Decortica are currently tied with Keretta for the much coveted position of My Favorite New Zealand Band. Their new record Love Hotel (following 2008′s A New Aesthetic) churns and burns for 31 minutes over six tracks, slamming heavy guitars against Radiohead-style ambiance. There is plenty of hard rocking here, but the band’s greatest trick is the way they push their melodies into unexpected places.

Love Hotel peaks with his first track; that’s not a dis, just a fact. The proceeding tunes are great in their own right, but “Shinkansen” presents every facet of the band’s attack in a tidy six minute package, with a chorus that spirals out of the stratosphere and some astonishingly versatile singing from Matthew Bosher.
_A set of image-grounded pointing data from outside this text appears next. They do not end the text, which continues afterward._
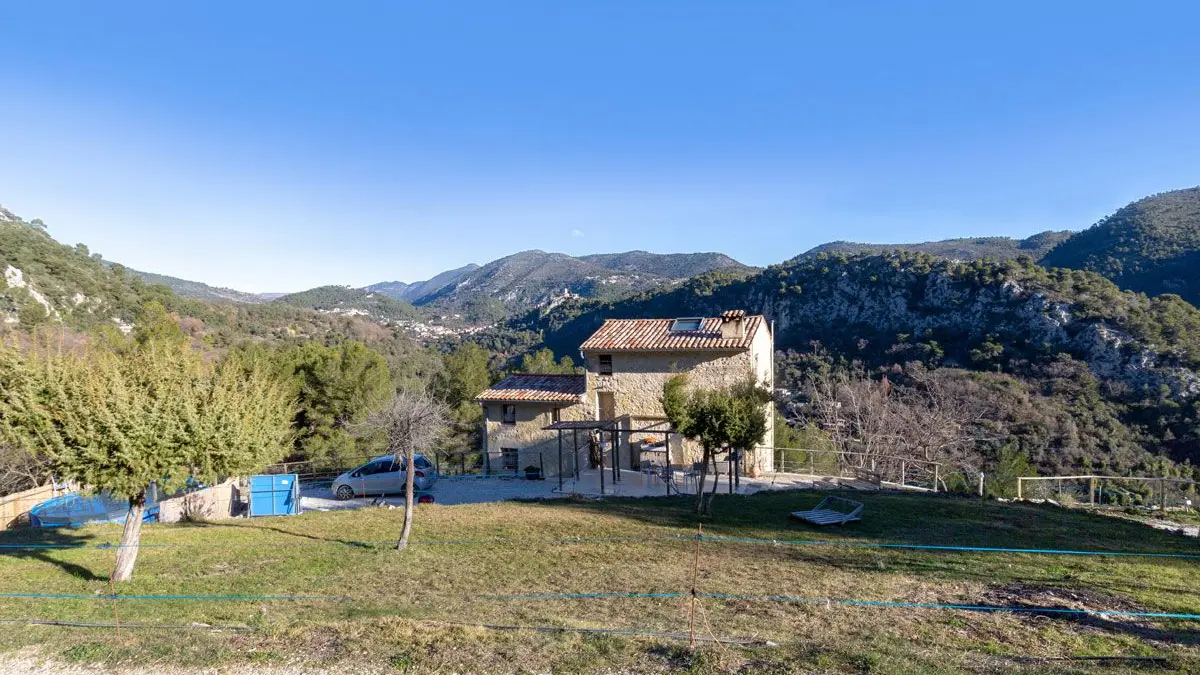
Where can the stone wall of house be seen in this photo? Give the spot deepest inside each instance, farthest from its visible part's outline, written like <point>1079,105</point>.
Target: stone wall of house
<point>217,502</point>
<point>534,446</point>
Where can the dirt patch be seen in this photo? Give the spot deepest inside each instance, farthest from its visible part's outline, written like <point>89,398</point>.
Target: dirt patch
<point>1091,601</point>
<point>1059,597</point>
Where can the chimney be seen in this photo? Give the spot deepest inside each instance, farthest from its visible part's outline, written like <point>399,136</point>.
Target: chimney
<point>733,324</point>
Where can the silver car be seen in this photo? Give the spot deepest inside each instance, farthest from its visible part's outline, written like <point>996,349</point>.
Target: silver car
<point>383,476</point>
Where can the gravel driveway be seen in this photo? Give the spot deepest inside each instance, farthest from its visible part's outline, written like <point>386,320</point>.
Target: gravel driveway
<point>445,491</point>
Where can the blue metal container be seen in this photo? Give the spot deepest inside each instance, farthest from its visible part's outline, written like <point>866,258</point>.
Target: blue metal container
<point>274,495</point>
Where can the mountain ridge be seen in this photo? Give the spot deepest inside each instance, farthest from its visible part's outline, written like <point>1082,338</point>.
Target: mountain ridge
<point>1151,245</point>
<point>959,249</point>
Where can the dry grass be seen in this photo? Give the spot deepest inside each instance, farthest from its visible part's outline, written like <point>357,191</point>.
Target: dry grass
<point>406,609</point>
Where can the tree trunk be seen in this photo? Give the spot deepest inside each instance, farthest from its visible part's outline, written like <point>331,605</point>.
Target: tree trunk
<point>700,483</point>
<point>131,536</point>
<point>717,483</point>
<point>409,487</point>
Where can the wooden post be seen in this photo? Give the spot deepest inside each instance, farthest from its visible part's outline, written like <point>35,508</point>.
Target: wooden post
<point>695,577</point>
<point>601,465</point>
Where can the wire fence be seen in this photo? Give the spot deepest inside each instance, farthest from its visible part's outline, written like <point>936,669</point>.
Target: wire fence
<point>690,595</point>
<point>881,470</point>
<point>1159,494</point>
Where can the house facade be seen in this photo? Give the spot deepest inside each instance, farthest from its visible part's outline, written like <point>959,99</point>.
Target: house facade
<point>629,360</point>
<point>516,411</point>
<point>627,364</point>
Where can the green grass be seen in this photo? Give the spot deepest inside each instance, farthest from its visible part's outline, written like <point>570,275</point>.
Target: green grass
<point>420,610</point>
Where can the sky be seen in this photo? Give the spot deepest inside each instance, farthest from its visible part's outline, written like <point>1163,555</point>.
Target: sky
<point>274,147</point>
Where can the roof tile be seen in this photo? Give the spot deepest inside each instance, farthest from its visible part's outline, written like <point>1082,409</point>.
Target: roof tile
<point>655,335</point>
<point>537,388</point>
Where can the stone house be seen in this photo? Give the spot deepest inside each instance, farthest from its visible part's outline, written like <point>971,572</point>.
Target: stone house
<point>517,408</point>
<point>627,364</point>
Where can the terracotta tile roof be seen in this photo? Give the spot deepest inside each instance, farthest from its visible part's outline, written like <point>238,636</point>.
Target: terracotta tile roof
<point>655,335</point>
<point>537,388</point>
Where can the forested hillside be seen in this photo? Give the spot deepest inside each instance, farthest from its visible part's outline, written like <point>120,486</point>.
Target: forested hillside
<point>1151,245</point>
<point>418,290</point>
<point>197,290</point>
<point>538,279</point>
<point>351,302</point>
<point>969,249</point>
<point>1079,372</point>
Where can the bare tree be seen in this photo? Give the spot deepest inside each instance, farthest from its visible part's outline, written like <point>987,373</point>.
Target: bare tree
<point>928,418</point>
<point>409,423</point>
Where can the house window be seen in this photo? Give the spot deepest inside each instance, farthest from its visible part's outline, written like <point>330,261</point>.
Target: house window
<point>509,458</point>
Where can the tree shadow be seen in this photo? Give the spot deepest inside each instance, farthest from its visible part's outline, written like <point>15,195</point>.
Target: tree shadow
<point>205,524</point>
<point>43,543</point>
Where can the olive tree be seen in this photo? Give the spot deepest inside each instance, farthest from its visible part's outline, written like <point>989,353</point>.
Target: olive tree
<point>411,422</point>
<point>732,418</point>
<point>155,412</point>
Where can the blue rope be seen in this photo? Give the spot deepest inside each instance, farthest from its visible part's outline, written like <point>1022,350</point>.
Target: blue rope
<point>851,602</point>
<point>672,538</point>
<point>124,597</point>
<point>945,548</point>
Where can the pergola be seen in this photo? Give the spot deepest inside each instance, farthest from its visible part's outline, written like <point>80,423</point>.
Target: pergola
<point>606,426</point>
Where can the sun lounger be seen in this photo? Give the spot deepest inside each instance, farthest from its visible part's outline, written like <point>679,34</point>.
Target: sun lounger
<point>832,511</point>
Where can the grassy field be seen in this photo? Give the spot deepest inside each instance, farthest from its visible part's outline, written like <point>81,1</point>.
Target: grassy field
<point>423,610</point>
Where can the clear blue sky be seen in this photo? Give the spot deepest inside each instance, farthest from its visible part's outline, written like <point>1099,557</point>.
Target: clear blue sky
<point>281,145</point>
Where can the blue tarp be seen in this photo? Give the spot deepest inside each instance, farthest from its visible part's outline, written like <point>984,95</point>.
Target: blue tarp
<point>76,509</point>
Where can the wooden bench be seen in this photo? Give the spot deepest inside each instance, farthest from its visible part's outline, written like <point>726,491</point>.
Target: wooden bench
<point>832,511</point>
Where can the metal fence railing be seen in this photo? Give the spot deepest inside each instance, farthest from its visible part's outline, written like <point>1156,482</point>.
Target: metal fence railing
<point>1111,491</point>
<point>869,467</point>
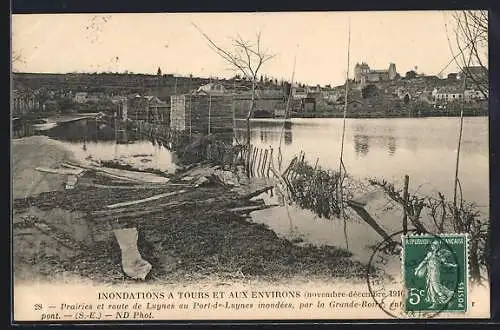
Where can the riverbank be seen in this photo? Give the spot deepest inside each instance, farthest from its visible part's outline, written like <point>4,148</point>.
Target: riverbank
<point>384,115</point>
<point>37,151</point>
<point>198,235</point>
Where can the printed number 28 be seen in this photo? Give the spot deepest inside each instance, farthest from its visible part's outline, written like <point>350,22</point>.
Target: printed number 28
<point>415,295</point>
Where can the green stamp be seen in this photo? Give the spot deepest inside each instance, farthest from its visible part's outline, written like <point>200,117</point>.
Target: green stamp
<point>435,273</point>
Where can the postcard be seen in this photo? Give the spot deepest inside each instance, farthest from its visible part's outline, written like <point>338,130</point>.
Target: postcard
<point>250,166</point>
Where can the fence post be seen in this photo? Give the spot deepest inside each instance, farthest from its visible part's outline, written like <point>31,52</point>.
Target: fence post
<point>270,162</point>
<point>405,197</point>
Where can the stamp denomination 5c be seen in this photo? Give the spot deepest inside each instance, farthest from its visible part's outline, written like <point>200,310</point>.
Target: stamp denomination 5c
<point>435,273</point>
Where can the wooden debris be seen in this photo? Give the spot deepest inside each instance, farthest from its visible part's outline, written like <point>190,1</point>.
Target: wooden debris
<point>60,237</point>
<point>145,200</point>
<point>60,171</point>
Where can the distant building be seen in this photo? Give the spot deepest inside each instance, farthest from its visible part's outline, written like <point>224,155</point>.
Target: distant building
<point>447,95</point>
<point>363,74</point>
<point>24,102</point>
<point>474,95</point>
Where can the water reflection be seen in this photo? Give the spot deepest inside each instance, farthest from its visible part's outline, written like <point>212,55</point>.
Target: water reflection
<point>363,142</point>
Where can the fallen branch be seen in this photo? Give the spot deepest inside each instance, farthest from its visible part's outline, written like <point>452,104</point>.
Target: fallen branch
<point>96,185</point>
<point>256,192</point>
<point>246,209</point>
<point>145,200</point>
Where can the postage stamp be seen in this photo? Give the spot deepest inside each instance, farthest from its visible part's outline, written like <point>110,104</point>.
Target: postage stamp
<point>435,273</point>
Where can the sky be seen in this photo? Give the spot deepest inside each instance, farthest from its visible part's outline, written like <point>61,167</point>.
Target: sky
<point>316,41</point>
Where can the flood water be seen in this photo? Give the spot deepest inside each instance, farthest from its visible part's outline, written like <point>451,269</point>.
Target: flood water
<point>425,149</point>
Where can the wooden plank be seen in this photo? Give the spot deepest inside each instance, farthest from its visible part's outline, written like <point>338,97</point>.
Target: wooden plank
<point>251,208</point>
<point>369,220</point>
<point>96,185</point>
<point>145,200</point>
<point>59,171</point>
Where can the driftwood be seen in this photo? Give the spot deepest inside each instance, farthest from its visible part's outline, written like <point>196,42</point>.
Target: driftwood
<point>246,209</point>
<point>60,171</point>
<point>256,193</point>
<point>145,200</point>
<point>96,185</point>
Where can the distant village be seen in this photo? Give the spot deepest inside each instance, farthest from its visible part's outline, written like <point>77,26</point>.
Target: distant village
<point>162,97</point>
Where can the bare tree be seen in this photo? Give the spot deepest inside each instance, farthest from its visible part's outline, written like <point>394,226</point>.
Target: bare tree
<point>247,57</point>
<point>471,38</point>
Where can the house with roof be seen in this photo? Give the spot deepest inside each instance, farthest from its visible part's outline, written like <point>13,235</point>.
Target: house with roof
<point>214,89</point>
<point>447,94</point>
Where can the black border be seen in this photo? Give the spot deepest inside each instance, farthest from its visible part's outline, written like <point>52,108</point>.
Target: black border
<point>115,6</point>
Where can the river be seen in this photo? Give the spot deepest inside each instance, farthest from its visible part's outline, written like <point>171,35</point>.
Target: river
<point>423,148</point>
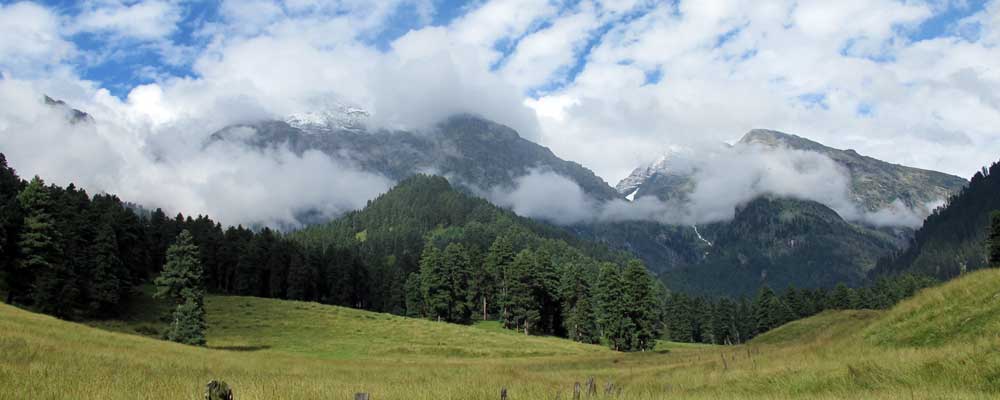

This is a brand of alt-rock that many have attempted and, ultimately, failed to execute properly, but Decortica hit just the right notes.

The band has drawn obvious inspiration from Japanese culture – love hotels are popular there, short-stay places where couples can check in, get some “rest,” and check out.  And “Shinkansen” refers to Japanese bullet trains. So we start with the bullet train, end on the downcast title track, and in between we have songs like “Monster In A Pretty Dress,” “Eros,” and “The Sadness Of Men” – the band is not afraid to go deep, and the more you listen to Love Hotel, the more a coherent concept emerges. It’s refreshing to hear this kind of forward-thinking future rock speed into interpersonal danger zones.

The band Decortica most remind me of is Cave In during their Jupiter phase – this is the perfect soundtrack for brooding during a late-night drive. It’s fairly serious stuff, and you have to meet the gang halfway, but that shouldn’t be a problem. Love Hotel cracked my thick layer of permanent skepticism immediately. For a three-piece (Bosher handles guitar, with Antoinette Lee on the four-string and Tory Staples manning the kit) they make an awfully textured racket; it’s impressive just how well-designed for total immersion the record is. Take, for example, the heady freak-out climax of “Monster In A Pretty Dress” – listen on some decent headphones and you’ll get lost.

Ultimately, Love Hotel does what I didn’t think could be done: it transcends the tired alt-rock paradigm, breathing new life into old tropes and shocking them into action with twists that other bands simply wouldn’t consider. Decortica have the craft and imagination to stand toe-to-toe with contemporaries like Muse; they are the great Kiwi secret that, hopefully, shan’t be a secret much longer. What they do is undeniable.